Initial findings in the ongoing review supported by House of Commons speaker Lindsay Hoyle reveal that at least 232 items of over 9,500 works in the Parliamentary Art Collection have links to the transatlantic slave trade over the 17th, 18th and 19th centuries.
Spurred by the Black Lives Movement, the parliamentary art review is part of similar efforts by several museums, art galleries and other large collections in the UK in recent months to reconsider the approach to managing the collection and how to broaden its diversity and inclusion.
The Speaker’s Advisory Committee on Works of Art said: “British involvement in the transatlantic slave trade began in 1562, and by the 1730s Britain was the biggest slave-trading nation in the world”.
“The abolition movement in Britain, and the acts of resistance and rebellion by enslaved Africans in the Colonies, led to the abolition of first the trade, and then the use of enslaved labour in British colonies by Acts of Parliament in 1807 and 1833”.
“However, many British people continued to have direct financial gain from the trading and use of enslaved labour and indentured labour in the West Indies, America, India and elsewhere”, it added.

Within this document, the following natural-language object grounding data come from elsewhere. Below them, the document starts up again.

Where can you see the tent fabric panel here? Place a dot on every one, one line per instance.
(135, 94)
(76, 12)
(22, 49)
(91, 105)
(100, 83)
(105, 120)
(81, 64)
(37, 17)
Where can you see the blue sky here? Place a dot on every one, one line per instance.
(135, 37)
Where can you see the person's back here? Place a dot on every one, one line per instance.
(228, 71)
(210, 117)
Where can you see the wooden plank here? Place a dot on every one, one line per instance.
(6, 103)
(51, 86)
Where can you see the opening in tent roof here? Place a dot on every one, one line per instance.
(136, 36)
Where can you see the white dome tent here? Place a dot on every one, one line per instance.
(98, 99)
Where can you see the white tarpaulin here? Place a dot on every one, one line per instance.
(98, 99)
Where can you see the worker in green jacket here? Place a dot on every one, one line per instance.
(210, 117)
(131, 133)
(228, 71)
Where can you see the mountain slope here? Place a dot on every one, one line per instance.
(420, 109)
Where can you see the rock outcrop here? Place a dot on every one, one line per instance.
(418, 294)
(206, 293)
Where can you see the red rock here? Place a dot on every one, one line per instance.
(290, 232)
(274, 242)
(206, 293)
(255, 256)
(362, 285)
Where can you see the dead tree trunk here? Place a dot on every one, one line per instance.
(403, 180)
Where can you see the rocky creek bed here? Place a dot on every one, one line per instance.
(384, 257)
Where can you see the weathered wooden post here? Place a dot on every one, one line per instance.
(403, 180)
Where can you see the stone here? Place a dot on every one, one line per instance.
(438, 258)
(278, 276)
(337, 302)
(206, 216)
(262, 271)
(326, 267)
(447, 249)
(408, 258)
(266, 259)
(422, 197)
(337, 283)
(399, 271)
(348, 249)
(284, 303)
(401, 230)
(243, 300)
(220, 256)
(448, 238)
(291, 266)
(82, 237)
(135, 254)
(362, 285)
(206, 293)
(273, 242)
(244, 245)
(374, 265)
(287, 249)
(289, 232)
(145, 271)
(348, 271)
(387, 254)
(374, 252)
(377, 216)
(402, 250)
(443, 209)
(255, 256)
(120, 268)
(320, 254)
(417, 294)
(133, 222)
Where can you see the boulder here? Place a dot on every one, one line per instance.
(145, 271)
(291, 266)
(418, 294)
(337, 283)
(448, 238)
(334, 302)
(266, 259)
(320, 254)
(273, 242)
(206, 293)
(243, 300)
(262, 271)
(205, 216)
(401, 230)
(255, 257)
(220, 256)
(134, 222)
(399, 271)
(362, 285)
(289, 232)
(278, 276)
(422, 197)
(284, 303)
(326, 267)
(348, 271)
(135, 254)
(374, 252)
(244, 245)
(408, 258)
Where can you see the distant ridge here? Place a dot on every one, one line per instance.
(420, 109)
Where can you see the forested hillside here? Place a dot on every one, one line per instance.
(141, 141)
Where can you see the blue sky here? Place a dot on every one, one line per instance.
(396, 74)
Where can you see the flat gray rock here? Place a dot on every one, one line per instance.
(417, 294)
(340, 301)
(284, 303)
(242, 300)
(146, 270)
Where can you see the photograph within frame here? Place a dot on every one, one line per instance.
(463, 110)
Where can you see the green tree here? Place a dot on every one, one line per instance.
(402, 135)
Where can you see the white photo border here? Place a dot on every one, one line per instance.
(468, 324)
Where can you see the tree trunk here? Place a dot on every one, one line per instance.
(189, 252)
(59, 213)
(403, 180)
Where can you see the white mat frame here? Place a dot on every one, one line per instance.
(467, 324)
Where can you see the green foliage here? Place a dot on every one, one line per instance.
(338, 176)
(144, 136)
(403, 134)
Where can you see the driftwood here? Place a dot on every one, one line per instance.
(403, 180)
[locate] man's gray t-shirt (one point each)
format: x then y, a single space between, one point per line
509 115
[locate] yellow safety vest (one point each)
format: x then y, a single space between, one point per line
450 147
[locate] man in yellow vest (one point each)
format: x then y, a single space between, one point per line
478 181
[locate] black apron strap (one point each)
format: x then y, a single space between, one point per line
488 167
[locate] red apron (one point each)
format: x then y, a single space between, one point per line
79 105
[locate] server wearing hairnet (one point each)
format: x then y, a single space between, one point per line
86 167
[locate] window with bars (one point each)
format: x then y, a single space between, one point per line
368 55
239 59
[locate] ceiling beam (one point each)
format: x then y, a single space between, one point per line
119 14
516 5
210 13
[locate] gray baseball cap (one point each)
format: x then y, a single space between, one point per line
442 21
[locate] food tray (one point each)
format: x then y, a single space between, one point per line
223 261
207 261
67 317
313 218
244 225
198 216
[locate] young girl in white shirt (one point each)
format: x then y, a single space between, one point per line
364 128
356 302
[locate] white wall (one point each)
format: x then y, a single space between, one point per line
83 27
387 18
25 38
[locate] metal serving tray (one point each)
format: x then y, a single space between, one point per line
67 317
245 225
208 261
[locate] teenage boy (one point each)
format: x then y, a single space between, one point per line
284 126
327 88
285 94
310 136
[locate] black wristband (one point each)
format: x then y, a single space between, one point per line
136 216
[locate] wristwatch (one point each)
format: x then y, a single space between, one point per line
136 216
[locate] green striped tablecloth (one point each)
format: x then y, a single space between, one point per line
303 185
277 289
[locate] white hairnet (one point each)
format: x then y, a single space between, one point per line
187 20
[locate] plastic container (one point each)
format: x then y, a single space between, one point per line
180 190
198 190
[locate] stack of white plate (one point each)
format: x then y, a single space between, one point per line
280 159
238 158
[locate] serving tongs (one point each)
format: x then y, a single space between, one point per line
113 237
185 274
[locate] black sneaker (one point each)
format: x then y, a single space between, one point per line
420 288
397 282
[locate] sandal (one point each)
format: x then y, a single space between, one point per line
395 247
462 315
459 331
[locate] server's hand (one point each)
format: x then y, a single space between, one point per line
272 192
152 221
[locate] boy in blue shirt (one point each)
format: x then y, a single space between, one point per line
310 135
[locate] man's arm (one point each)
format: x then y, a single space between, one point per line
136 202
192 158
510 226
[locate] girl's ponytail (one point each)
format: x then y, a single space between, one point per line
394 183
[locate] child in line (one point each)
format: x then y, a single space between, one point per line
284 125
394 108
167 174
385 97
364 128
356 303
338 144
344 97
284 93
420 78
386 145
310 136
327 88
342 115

Of the 232 items identified so far, 189 depict 24 people who had ties to the slave trade and 40 pieces depict 14 people who worked to abolish slavery. Peel was twice prime minister (1834-35 and 1841-46), while Gladstone held the office over four terms between 1868 and 1894.

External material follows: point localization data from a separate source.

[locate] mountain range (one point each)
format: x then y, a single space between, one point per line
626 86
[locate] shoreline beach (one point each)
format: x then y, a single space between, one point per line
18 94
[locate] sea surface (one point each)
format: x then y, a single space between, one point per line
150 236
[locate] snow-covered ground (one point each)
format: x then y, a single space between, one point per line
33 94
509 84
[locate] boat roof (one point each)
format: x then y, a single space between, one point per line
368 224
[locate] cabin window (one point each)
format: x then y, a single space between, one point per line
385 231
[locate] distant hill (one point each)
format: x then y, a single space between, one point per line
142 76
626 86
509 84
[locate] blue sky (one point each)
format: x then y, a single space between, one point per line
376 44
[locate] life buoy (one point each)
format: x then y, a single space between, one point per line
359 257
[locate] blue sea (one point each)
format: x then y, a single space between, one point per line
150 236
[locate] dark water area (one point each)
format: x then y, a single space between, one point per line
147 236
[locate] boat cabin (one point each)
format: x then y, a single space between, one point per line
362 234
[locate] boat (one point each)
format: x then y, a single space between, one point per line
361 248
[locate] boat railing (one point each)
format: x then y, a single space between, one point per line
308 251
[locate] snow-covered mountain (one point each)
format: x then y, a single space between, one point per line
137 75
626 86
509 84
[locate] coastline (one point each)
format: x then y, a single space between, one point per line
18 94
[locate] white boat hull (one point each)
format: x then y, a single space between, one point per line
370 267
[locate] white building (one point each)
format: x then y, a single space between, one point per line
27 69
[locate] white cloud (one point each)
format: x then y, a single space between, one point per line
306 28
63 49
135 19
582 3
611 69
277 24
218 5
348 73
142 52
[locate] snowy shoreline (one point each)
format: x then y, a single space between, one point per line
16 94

Besides Peel and Gladstone, the list of MPs who had financial or family interests in transatlantic slave trade and slavery includes Henry Dundas (1742-1811), who was president of the Board of Control of the East India Company.
Items linked to those who campaigned to abolish slavery include William Wilberforce (1759-1833), who also pushed for Christian evangelism in colonial India in parliamentary debates during the renewal of the East India Company’s charter in 1793 and 1813.
The small number of artworks linked to non-white MPs include a painting and images of the first three Indian MPs in the House of Commons in the late 19th and early 20th centuries: Dadabhai Naoroji (Finsbury Central), Mancherjee Bhownagree (Bethnal Green North East) and Shapurji Saklatvala (Battersea North).
The committee said: “There is no definitive list of MPs with close connections to the transatlantic trade, or those who had financial interests in the use of enslaved labour and indentured labour in the West Indies, America, India and elsewhere”.
“However, they will be numerous, and some will be included in artworks on display in Parliament. There are also instances of MPs whose views changed over their time in Parliament, for example those with economic interests in the use of enslaved peoples and the slave trade who later fought for abolition”.